In an interview with Bloomberg, Apple CEO Tim Cook spoke publicly for the first time about the company’s work in autonomous vehicles. Apple is traditionally very tight-lipped about projects that it’s working on before they’re ready for release, but a string of reports dating back to early 2015, as well as more recent public fillings have suggested that the company had something connected to self-driving cars in the works.
Cook did not explicitly lay out Apple’s plans, but he spoke of “three vectors of change” that are set to disrupt the auto industry—self-driving cars, electric cars, and ride-sharing companies—and he did say that his company is focusing on “autonomous systems.”
“Clearly one purpose of autonomous systems is self-driving cars—there are others,” Cook said, “and we sort of see it as the mother of all AI projects—it’s probably one of the most difficult AI projects to work on.”

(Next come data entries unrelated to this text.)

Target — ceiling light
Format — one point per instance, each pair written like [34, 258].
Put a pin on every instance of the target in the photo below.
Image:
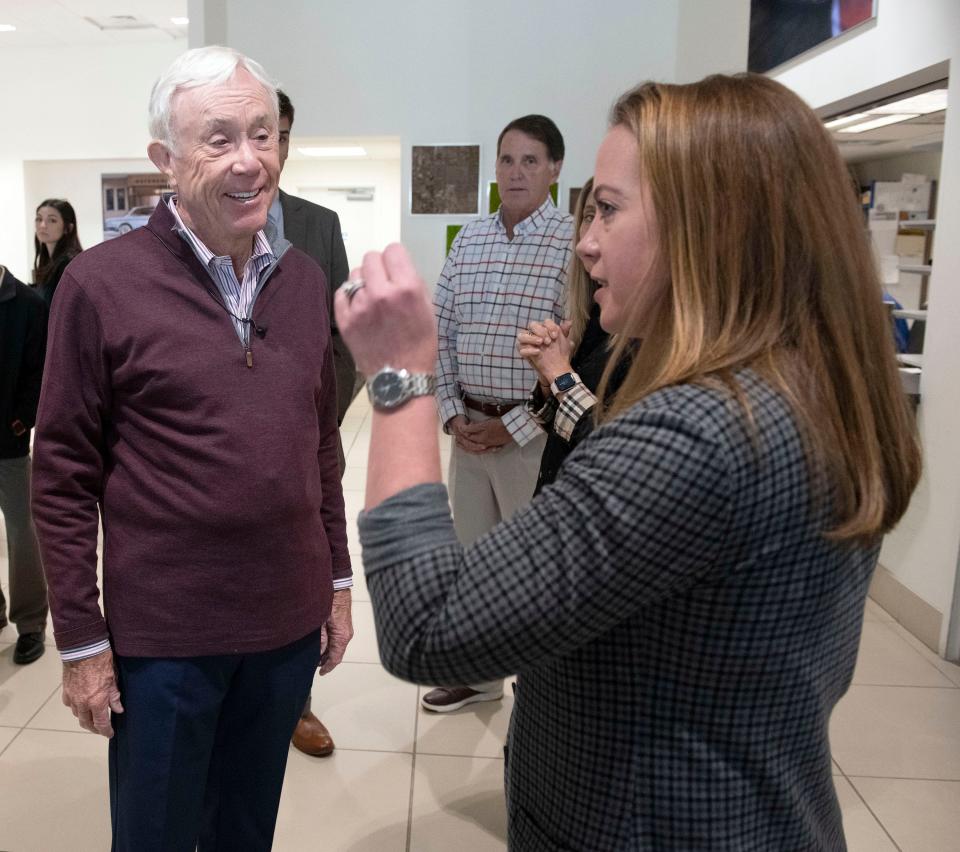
[922, 104]
[334, 151]
[845, 119]
[874, 123]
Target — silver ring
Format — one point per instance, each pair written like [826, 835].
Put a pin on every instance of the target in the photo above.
[350, 287]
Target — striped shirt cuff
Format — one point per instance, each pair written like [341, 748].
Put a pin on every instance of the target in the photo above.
[71, 655]
[576, 402]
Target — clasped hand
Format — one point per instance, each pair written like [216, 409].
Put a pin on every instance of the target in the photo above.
[546, 346]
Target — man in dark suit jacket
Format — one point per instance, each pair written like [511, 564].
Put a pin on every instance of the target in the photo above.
[315, 230]
[23, 340]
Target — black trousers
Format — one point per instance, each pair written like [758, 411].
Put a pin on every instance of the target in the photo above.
[198, 757]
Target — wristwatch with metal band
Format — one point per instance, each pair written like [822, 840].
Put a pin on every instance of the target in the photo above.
[390, 388]
[564, 382]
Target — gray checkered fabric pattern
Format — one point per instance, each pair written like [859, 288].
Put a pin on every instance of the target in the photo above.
[682, 630]
[491, 288]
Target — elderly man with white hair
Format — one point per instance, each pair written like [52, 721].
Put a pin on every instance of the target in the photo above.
[190, 401]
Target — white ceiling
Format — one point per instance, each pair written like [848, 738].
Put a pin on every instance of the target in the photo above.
[65, 22]
[924, 133]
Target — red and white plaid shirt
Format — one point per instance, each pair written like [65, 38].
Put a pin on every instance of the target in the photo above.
[491, 288]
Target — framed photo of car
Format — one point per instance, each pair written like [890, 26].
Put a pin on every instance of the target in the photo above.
[129, 200]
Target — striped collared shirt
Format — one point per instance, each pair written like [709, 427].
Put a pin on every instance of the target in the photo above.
[237, 295]
[491, 288]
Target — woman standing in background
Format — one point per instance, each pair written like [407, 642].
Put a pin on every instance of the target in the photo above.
[55, 244]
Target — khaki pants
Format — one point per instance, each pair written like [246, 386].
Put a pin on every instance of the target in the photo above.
[28, 589]
[487, 489]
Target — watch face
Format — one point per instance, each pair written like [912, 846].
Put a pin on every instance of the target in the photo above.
[388, 388]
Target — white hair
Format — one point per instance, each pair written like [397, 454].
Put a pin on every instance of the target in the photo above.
[202, 66]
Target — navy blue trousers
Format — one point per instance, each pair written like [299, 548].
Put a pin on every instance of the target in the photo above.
[197, 758]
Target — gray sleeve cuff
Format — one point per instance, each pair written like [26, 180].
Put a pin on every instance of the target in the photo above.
[407, 525]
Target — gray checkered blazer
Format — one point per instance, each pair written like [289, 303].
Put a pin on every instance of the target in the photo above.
[681, 628]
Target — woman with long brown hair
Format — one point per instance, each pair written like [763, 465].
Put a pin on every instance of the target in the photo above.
[55, 244]
[684, 603]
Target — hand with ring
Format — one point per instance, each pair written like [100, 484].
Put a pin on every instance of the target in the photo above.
[351, 286]
[392, 322]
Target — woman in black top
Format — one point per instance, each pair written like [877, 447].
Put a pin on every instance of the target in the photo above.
[55, 244]
[566, 414]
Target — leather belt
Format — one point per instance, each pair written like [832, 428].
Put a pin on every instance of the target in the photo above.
[491, 409]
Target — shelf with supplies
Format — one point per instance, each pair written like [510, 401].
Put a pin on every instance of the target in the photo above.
[901, 218]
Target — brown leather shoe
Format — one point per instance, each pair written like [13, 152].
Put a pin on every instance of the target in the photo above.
[312, 737]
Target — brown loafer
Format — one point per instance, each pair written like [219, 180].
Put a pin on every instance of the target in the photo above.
[312, 737]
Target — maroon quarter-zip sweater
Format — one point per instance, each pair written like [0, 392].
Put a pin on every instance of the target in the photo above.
[217, 482]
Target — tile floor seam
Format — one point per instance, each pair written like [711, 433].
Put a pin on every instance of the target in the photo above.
[456, 754]
[904, 778]
[952, 687]
[339, 748]
[916, 651]
[870, 811]
[413, 768]
[13, 739]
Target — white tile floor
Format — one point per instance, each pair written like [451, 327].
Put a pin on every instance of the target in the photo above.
[404, 779]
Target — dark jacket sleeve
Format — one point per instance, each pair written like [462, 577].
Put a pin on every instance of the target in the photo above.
[27, 394]
[68, 466]
[344, 365]
[332, 508]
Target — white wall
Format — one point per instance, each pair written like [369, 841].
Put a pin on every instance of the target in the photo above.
[909, 37]
[303, 177]
[69, 103]
[456, 72]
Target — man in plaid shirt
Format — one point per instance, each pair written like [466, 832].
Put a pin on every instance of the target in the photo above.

Apple has had, perhaps as a result of AI advances from competitors such as Google and Amazon, a recent push in its work on artificial intelligence, and it was one of the core topics that it discussed at its annual developer conference in San Jose, California, last week. The company opened up new capabilities for computer vision and machine learning on its devices to developers, and it has started to publish public research, as well as host meetings with other AI heavyweights.
Where this will actually all lead is unclear. Apple is testing autonomous vehicles on public roads in California right now, but there’s no indication as to how far along its research is, and Cook’s wording seems to suggest the company is focusing on the technology that controls an autonomous vehicle, rather than building a vehicle itself.
And perhaps Apple is actually focusing on something entirely different—as Cook said, cars are just one of many things that can benefit from operating on their own. ”Autonomy is incredibly exciting for us, but we’ll see where it takes us,” Cook said in the interview. “We’re not really saying for a product point of view what we will do, but where we are being straightforward is that it’s a core technology that we view as very important.”
Maybe instead of an Apple car hitting dealerships in the future, we’ll be seeing an Apple Roomba, an Apple drone, or an Apple R2-D2.